O jovem Luiz Vitor Barbosa de Oliveira é um daqueles produtores do Estado que colocam a mão na terra, mas sabe a importância da pesquisa para o desenvolvimento do agronegócio paranaense. Estudante do 4º ano do curso de agronomia da UEL, ele acompanha os professores in loco na cultura e estava ajudando nas pesquisas da Rede Morangos do Brasil. No final do ano passado, junto com um sócio, tomou uma decisão: levar o conhecimento que adquiriu na universidade para uma área de 1.800 metros quadrados e tocar uma produção de sete mil mudas de morango importadas da Espanha e do Chile.

O produtor e estudante Luiz Vitor Oliveira apostou R$ 19 mil para implementar a cultura, sendo 60% do montante só com as mudas importadas. (Foto: Arquivo pessoal)

Oliveira, como muitos produtores de morango, apostou nas cultivares San Andreas e Albion, no sistema orgânico de túnel baixo. Não demorou muito para o jovem agricultor entender a importância da pesquisa sobre as variedades genuinamente brasileiras, afinal, teve que desembolsar quase R$ 11 mil com boa antecedência para receber as mudas, que custaram entre R$ 1,32 e R$ 1,68 a unidade – preço elevadíssimo. “Do total de R$ 19 mil que gastei, quase 60% foram com as mudas importadas. E olha que comprei no ano passado, se tivesse esperado e adquirido agora em 2021, teria pago ainda mais caro devido à alta do dólar. Só esses custos já mostram a importância da pesquisa da UEL”, salienta.

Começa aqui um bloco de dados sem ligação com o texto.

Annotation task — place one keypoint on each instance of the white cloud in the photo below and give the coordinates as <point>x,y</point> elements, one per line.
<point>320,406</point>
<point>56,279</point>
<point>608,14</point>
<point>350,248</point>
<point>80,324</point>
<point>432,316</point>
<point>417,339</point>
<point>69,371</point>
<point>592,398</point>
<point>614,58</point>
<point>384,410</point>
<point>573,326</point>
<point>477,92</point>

Bem, falando tecnicamente do manejo das mudas importadas, o jovem produtor já aponta alguns cenários que seriam diferentes se já tivesse lidando com as mudas nacionais. “No campo, você já percebe que as mudas espanholas soltam muitos estolões, uma parte vegetativa que quando em grande quantidade acaba provocando a emissão de menos flores e, assim, menos frutos. O manejo se torna mais difícil, porque é preciso retirá-los para induzir melhor a florada”, explica.

De qualquer forma, a expectativa do produtor é boa na área. Numa projeção conservadora, ele espera produzir em torno de 500 gramas por planta e vender de R$ 30 a R$ 40 o quilo da sua produção orgânica, que é consorciado com alho, tem lavanda para atrair as abelhas para a polinização e hortelã que ajuda no controle da mosca branca. “Gosto muito dos morangos e meu objetivo é fazer meu mestrado e doutorado na cultura, além de ter minha área própria para produção de outras culturas”, complementa o estudante e agricultor.